Les nouvelles sanctions américaines, qui prennent pour cible les géants pétroliers Rosneft et Loukoïl, vont « dans la bonne direction », a déclaré le président français lors d’une conférence de presse à l’issue d’un Conseil européen à Bruxelles. « C’est un véritable tournant qui, combiné aux sanctions que nous venons de prendre, à la pression qui a été mise aussi sur plusieurs autres acteurs, va porter ses effets », a-t-il ajouté.
L’Union européenne a également adopté un nouveau paquet de sanctions, le 19e en date, qui prévoit notamment l’arrêt total des importations de gaz naturel liquéfié (GNL) russe d’ici à fin 2026. Ces mesures visent également à contrer les tentatives de Moscou de contourner les sanctions existantes en ciblant la « flotte fantôme » de pétroliers utilisés pour le transport de pétrole.
Rosneft, dont l’État russe est l’actionnaire majoritaire, produit environ 40 % du pétrole russe, tandis que Loukoïl, une entreprise privée, revendique environ 15 % de la production nationale d’or noir.
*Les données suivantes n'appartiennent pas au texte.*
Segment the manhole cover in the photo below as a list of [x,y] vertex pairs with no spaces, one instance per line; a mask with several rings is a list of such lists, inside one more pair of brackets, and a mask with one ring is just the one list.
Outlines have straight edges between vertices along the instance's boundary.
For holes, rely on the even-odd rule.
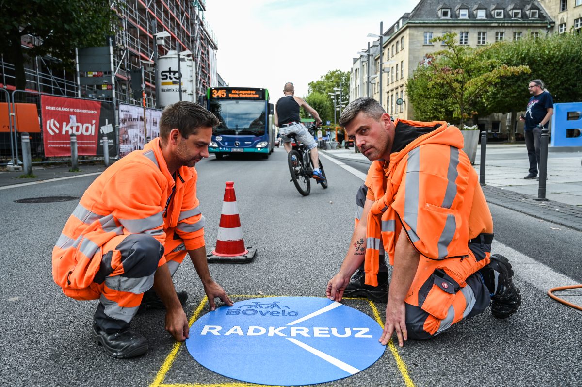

Les deux groupes sont des piliers de l’économie russe et contribuent significativement au financement de l’effort de guerre en Ukraine.
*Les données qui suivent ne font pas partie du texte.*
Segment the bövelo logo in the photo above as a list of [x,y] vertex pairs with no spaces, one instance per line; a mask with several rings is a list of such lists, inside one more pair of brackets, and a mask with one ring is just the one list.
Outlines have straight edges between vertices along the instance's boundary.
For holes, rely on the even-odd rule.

Ces entreprises ont déjà subi des attaques de drones ukrainiens ces derniers mois, entraînant des baisses de production et une hausse des prix de l’essence en Russie. Les sanctions américaines consistent en un gel de tous les actifs de Rosneft et de Loukoïl sur le territoire américain, ainsi qu’une interdiction pour les entreprises américaines de commercer avec ces sociétés.
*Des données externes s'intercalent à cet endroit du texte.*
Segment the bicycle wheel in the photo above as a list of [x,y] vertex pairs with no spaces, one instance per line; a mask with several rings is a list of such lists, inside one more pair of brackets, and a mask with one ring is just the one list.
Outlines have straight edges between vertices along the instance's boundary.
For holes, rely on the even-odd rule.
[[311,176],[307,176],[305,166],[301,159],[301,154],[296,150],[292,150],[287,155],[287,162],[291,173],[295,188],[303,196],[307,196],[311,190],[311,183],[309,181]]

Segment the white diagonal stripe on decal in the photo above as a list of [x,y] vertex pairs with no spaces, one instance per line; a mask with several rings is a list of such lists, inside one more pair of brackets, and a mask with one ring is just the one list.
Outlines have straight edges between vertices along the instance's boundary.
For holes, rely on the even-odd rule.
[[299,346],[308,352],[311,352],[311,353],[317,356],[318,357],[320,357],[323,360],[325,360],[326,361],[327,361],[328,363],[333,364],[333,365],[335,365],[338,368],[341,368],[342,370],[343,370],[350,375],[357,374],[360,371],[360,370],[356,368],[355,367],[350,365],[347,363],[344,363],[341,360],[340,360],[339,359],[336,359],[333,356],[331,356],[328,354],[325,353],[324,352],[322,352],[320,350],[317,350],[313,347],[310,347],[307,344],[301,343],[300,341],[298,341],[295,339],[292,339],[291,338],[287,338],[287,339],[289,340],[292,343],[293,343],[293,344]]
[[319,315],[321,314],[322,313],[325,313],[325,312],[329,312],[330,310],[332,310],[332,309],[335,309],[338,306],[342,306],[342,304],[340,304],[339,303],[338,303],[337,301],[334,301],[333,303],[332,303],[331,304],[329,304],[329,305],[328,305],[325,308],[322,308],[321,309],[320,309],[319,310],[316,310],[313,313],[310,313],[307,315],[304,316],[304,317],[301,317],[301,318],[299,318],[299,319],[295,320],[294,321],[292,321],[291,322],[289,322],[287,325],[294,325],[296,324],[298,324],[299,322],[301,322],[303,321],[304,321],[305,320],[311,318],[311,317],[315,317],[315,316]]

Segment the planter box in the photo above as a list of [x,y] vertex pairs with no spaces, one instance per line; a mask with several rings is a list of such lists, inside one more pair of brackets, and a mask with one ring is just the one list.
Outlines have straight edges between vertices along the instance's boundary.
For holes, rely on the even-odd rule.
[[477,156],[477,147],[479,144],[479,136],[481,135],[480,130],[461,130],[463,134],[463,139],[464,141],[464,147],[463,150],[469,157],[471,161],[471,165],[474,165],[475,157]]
Les sociétés travaillant avec ces deux compagnies pourraient être affectées par ricochet, notamment en étant privées d’accès aux banques américaines, aux négociants, aux expéditeurs et aux assureurs qui constituent l’épine dorsale du marché des matières premières.
Le président russe Vladimir Poutine a qualifié les sanctions américaines de « sérieuses », mais a estimé qu’elles n’auraient pas d’« impact significatif » sur l’économie de son pays, les qualifiant de « tentative de pression ». « Mais aucun pays ou peuple qui se respecte ne prend jamais de décision de cette manière », a-t-il affirmé, assurant que le secteur pétrolier russe était « confiant et déterminé ».
Selon Emmanuel Macron, ces sanctions combinées contribuent à affaiblir le financement de l’effort de guerre russe, alors que l’économie russe commence à ressentir les effets du conflit « bien davantage » pour la première fois.